Perhaps a better question is, are we getting the recruitment balance right? Are we improving the squad enough for now as well as having an eye on a profit in future? The Brightons and the Brentfords did that and, with respect to Chris Hughton and Dean Smith, didn’t need world class managers to make it stick.
Maybe then, the manager IS capable and the strategy IS broadly right but it’s the execution that requires some refinement.
I’ll say it again, when it comes to Carrick’s position, remember that he has made the club a small fortune in developing the likes of Morgan Rogers and Latte Lath into eight-figure value players. You’d imagine that Gibson, and particularly Scott, quite like that.
The question is therefore not should Gibson and Scott sack Carrick, but rather can they keep the fans onside with him?
It’s still brilliant, Andy!
Remember Gary o Neill feigned injury not to play a game for Boro but still played golf ?
Remember also how his wife was quoted as hating the area ?

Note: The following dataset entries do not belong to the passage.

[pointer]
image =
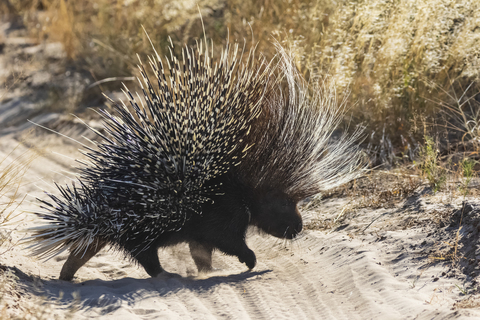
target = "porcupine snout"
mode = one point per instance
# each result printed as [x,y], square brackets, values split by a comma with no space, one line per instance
[277,215]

Dont think he would be a considered candidate do you Diasborians ?
OFB
Think we need a foreign manager like Sunderland did and look what happened ??
or Johnny Howson ????
OFB
That was a much quicker review than Boro managed and probably reached the same conclusion! Perhaps Carrick was uncomfortable with a model that scuppered his season in successive January windows? His agent certainly wouldn't have let him walk though but perhaps an honest discussion with Steve Gibson may have made it clear that another season like the last two wasn't going to be a good for his career!
Boro need a manager who can adapt his tactics based on what players he has available and how a particular game is unfolding. Carrick rarely showed he had the flexibility to adjust to circumstances and he was even less effective and knowing when to make subs or indeed seeing games out.
I don’t think MC will be out of a job for too long. I just hope our new manager gets to manage in the EPL (assuming that’s the aim) before MC does, but I wouldn’t bet on it.